George Curtis Jr., 77, will have to pay $377,930 in restitution to the Internal Revenue Service, the amount he didn’t pay for three years, as well as $3,878.28 for the cost of prosecuting him. Eastern District Chief Judge William Griesbach also sentenced Curtis to one year of supervised release once he is released from prison.

A jury convicted Curtis in January of three misdemeanor counts of willful failure to file a return, supply information, or pay taxes. According to a news release from U.S. Attorney Jim Santelle’s office, Curtis filed tax returns for 2007 through 2009 – which showed his firm, Curtis Law Office, made more than $1.2 million in those years – yet didn’t pay any of the money. Instead, he used $1 million to pay for personal expenditures.

According to the release, Curtis also did not pay taxes for 2003 and 2004. He has to report to prison after July 7, according to court filings.

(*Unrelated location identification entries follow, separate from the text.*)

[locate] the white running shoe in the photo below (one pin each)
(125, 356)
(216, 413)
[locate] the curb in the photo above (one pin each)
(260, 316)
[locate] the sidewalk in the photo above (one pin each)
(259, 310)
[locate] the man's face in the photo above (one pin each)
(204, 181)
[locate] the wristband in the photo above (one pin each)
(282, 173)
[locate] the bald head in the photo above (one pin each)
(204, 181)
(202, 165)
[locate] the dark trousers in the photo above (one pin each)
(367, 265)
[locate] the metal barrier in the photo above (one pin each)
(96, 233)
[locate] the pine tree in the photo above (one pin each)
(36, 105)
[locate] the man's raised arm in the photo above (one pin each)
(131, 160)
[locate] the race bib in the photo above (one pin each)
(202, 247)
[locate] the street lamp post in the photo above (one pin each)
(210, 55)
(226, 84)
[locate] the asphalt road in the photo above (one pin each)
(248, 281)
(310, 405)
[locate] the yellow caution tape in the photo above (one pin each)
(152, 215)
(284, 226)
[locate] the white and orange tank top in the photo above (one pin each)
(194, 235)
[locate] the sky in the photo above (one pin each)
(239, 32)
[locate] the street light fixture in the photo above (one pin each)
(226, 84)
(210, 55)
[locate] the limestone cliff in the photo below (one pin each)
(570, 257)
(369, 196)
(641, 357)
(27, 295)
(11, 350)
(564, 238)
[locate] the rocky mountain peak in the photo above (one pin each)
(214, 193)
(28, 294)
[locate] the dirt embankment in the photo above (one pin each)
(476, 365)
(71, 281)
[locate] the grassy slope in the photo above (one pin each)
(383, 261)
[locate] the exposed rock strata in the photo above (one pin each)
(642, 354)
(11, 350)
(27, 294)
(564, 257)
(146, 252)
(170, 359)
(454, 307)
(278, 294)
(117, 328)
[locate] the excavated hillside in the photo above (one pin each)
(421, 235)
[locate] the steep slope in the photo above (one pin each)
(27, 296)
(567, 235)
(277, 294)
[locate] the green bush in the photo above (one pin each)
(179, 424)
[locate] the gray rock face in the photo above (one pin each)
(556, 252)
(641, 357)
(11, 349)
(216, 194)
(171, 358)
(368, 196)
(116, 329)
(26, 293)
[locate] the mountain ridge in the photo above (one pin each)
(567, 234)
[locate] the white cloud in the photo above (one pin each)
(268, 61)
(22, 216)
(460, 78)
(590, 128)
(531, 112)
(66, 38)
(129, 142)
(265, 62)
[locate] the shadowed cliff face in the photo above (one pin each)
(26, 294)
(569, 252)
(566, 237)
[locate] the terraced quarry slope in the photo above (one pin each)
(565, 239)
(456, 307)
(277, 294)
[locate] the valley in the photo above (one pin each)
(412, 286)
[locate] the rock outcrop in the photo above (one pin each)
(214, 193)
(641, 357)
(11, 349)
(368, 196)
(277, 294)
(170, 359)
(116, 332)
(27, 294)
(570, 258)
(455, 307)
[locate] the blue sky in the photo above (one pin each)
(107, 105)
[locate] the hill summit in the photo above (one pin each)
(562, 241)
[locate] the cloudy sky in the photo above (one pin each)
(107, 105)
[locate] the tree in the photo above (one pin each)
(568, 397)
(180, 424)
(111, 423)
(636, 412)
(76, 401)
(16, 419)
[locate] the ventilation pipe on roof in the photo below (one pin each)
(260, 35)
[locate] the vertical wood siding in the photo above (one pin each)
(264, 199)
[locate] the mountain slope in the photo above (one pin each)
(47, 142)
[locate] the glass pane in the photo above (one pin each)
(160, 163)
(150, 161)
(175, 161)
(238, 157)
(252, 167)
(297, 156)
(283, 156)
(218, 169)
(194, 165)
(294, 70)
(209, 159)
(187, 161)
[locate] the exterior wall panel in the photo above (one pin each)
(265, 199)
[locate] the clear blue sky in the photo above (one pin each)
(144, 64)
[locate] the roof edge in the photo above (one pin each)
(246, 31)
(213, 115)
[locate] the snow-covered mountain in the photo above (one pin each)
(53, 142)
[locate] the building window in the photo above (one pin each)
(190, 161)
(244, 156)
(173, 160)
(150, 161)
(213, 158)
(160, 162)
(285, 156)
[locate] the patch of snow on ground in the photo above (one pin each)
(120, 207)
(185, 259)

Curtis – who graduated from the University of Wisconsin Law School in 1962 – said Tuesday he will appeal the case. He maintains he paid part of the taxes the IRS said he owed, yet they were applied to a different year without his knowledge.

“This wasn’t easy and I’ve had a clean record,” Curtis said. “I haven’t had a traffic ticket in 40 years, but the IRS decided I was their target and they won their case. I believe in the jury system. I’ve spent my whole life at it.”

Curtis’ attorney, Frank Gimbel of Gimbel, Reilly, Guerin & Brown LLP said he will ask for a stay of the sentence pending the appeal.

Gimbel said he never argued during the trial that his client had paid his taxes. Instead, he said he focused on the “willful” part of the charge, and that interest and penalties imposed by the IRS added up to the point that Curtis was paying those and wasn’t able to put money toward the actual taxes he owed.

He also said he thought the sentence was “rather stiff.”

Curtis has never been disciplined by the Office of Lawyer Regulation. OLR Director Keith Sellen said he couldn’t say whether his investigators were looking into Curtis, but did say attorneys who are convicted of a crime have to report it to the office within 20 days.

Curtis is a past president of the Wisconsin Association for Justice. He received a lifetime service award from the organization in 2011.